The policewoman told the court she could connect all five to the charges.
The court heard that the police believed this was a joint venture involving all five.
Mr. Lynam applied for the five to be released on bail but acknowledged that he did not have an address in Northern Ireland for them and could not offer a cash surety that they would turn up for their trial.
Rostas claimed she did not understand the charges but the District Judge said he believed she was just being obstructive.
Objecting to her being released on bail, the policewoman said she had two names for Rostas and no address or date of birth. She said police had spoken to gardai and been informed that she uses another name and has convictions for theft.
She said the police had further inquiries to carry out and believed there was a real risk of flight and that the defendant would not come back to Enniskillen.
The District Judge said: "There is no basis for granting bail."
He said there were reasonable grounds and suspicions for believing Rostas operated under various names with the intention of avoiding various authorities and he suspected her first course if released on bail would be to "disappear".
Covaci said he understood the charges against him.
The policewoman said Covaci had given police a driving licence bearing another man's name and claimed to be that person. However, his fingerprints had identified him as Covaci and he was wanted in Surrey on charges of kidnapping and sexual assault.

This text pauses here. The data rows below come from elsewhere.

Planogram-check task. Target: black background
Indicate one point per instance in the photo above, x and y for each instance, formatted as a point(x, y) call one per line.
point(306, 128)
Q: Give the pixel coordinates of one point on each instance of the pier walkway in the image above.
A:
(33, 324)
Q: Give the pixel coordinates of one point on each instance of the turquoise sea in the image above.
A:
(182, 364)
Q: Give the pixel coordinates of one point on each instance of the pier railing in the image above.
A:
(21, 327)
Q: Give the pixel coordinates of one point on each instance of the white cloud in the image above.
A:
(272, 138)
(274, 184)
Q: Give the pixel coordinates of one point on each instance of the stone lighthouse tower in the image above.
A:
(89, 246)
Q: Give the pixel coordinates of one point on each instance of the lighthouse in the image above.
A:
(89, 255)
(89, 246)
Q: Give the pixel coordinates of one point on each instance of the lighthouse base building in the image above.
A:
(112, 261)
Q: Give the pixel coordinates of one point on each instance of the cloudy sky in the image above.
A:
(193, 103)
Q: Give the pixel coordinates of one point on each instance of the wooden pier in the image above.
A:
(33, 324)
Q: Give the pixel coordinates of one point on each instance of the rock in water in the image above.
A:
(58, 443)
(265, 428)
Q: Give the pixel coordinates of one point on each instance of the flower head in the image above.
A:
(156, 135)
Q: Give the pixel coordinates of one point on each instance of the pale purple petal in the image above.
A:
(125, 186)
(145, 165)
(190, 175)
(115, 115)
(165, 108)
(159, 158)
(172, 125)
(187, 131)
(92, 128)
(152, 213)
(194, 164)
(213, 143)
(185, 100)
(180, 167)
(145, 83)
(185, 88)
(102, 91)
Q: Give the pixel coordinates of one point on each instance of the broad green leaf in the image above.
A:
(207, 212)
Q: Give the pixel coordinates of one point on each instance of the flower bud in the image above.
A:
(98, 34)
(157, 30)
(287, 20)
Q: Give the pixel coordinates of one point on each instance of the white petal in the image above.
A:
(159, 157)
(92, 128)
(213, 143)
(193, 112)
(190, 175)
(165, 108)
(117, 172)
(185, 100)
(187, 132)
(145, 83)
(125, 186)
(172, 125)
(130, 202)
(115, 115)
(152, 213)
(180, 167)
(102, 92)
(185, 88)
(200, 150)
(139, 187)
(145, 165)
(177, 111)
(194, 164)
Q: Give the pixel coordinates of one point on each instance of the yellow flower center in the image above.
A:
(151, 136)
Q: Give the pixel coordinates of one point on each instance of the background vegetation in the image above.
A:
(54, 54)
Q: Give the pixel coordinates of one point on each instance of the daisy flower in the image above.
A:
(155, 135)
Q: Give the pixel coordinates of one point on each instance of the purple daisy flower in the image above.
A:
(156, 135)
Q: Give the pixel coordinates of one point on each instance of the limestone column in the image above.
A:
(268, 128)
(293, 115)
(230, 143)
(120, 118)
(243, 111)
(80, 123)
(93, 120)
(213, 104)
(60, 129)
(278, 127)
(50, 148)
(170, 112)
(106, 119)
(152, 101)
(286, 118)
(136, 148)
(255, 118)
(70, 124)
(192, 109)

The District Judge said the information that there was a warrant for Covaci's arrest in relation to very serious charges "means bail must be refused".
Lina Muntean said she understood the charges.
The policewoman said she had initially given another name and had not supplied an address nor date of birth. Police had various aliases and dates of birth for her. She also had convictions for selling the Big Issue without a licence, and for public order and theft offences.
Refusing her bail, the District Judge said it appeared that providing contradictory information to evade justice was the first line of defence and there was a risk of flight.
Fabian Muntean said he understood the charges against him.
The policewoman said he had given two dates of birth and two addresses, in Emyvale in County Monaghan and Kildare, and had previous convictions for burglary and theft.
Mr. Lynam told the court Muntean had been living in Ireland for 12 years, had an address in Kildare and was in a relationship with Armanca Muntean.
"She has an address in Donegal," the District Judge pointed out.
Mr. Lynam said that was incorrect. He said she had an address at Newbridge in Kildare and that she and Fabian Muntean had a three-year-old daughter being looked after by her grandfather.
The solicitor gave the name of the grandfather.
The prosecutor pointed out that the name was one of the aliases used by one of the other defendants.
The District Judge said there was still a cloud of unknowns about who these people are, where they live and their background.
"The risk of flight is too great," he stated, remanding Fabian Muntean in custody.
As he was taken back to the cells Muntean shouted: "This is not true."
Armanca Muntean told the court she understood the charges against her.
The policewoman said Armanca Muntean had given an address in Buncrana. A check with gardai showed she had used three addresses. She had also failed to provide formal proof of her identity.
Mr. Lynam said Armanca Muntean had a child in Kildare and was expecting a second child in January.
The District Judge said there were the same impediments to granting her bail in regard to a lack of confidence in respect of her identity and address.
Remanding her in custody, he said the risk of her "simply disappearing is far too great".
However, the said that if her GP, social worker or health visitor could be identified "that might just make a difference".
In the meantime he remanded all five in custody to appear at Fermanagh Court by video link on November 5.